A research team from the University of Castilla-La Mancha (UCLM) has analysed the presence of heavy metals in 12 species of mushroom collected from non-contaminated natural areas, and has found that the levels vary depending on the type of mushroom. The results of the study, which appears this month in the journal Biometals, show that the largest quantities of lead and neodymium are found in chanterelles.
"The aim was to find out if there is a connection between the concentrations of specific heavy metals detected in the mushrooms, based on three factors: the type of substrate, the study area and the species of mushroom. The third was the determining factor", explains Juan Antonio Campos, principal author of the study and researcher at the Department of Crop Production and Agricultural Technology at UCLM.
The researchers have analysed the presence of lead (Pb), neodymium (Nd), thorium (Th) and uranium (U) in a hundred samples of 12 different species of common mushroom, both edible and non-edible, collected from non-contaminated zones in the Ciudad Real province. They were collected from wooded areas comprising Holm oak, Kermes oak, Pyrenean oak, Pine and Cistus.
The results of the study, published this month in the journal Biometals, reveal that there are 'considerable' quantities of the four metals in all the species examined, as well as significant differences in the capacity for accumulation of these elements depending on the species.
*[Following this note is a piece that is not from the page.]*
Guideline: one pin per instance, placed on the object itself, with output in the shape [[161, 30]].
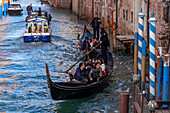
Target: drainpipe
[[148, 24]]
The analysis of these heavy metals which can be toxic to humans was carried out using X-ray fluorescence spectometry, a technique that enables a sample's composition to be detected and quantified using X-rays.
The highest levels of neodymium (7.1 micrograms/gram) and lead (4.86 g/g) were found in the chanterelle (Cantharellus cibarius), a mushroom widely used in European cuisine. This mushroom grows in the shadow of Holm oaks, Cork oaks and oaks, and is ectomycorrhizal (it clings to the external roots of plants to exchange nutrients), thereby it has direct contact with the mineral particles of the soil.
For their part, thorium and uranium accumulated mostly in Hypholoma fasciculare, with concentrations of 3.63 and 4.13 g/g, respectively, "despite being a species that lives on fallen tree trunks and is isolated from the mineral substances of the soil".
The scientists found no significant differences in the metal levels when comparing mushrooms collected from different substrates, habitats and localisations. The only exception was with thorium, which accumulates more in mushrooms which grow on wood (such as Hypholoma fasciculare or Gymnopilus spectabilis) than in those which have contact with the organic material of the soil (Tricoloma ustaloides and Pisolithus arrhizus).
New lines of research
To confirm that the type of substrate can take on a more important role than reflected in the study, the researchers have embarked on a new project in which they will analyse the presence of 19 chemical elements (toxic and non-toxic) in 15 species of edible mushroom.
"The real issue is that those mushrooms that form ectomycorrhizae are specially adapted to absorb chemical elements from the mineral particles of the soil, and give them to the plant. This is their contribution to symbiosis, and, the more effective they are in providing nutritional elements to the plant, the closer their connection to it, and the more sugars from photosynthesis they can access, which is what they are ultimately looking for", explains Juan Antonio Campos.
This type of mushroom carries out an indiscriminate acid attack on the mineral particles of the soil and absorbs elements in quantities relative to the mineralogical composition of the soil. "In some contaminated soils, or those with particular mineralogical characteristics, the mushrooms collected can reach such high concentrations of toxic elements that their consumption would be unadvisable", reveals the researcher.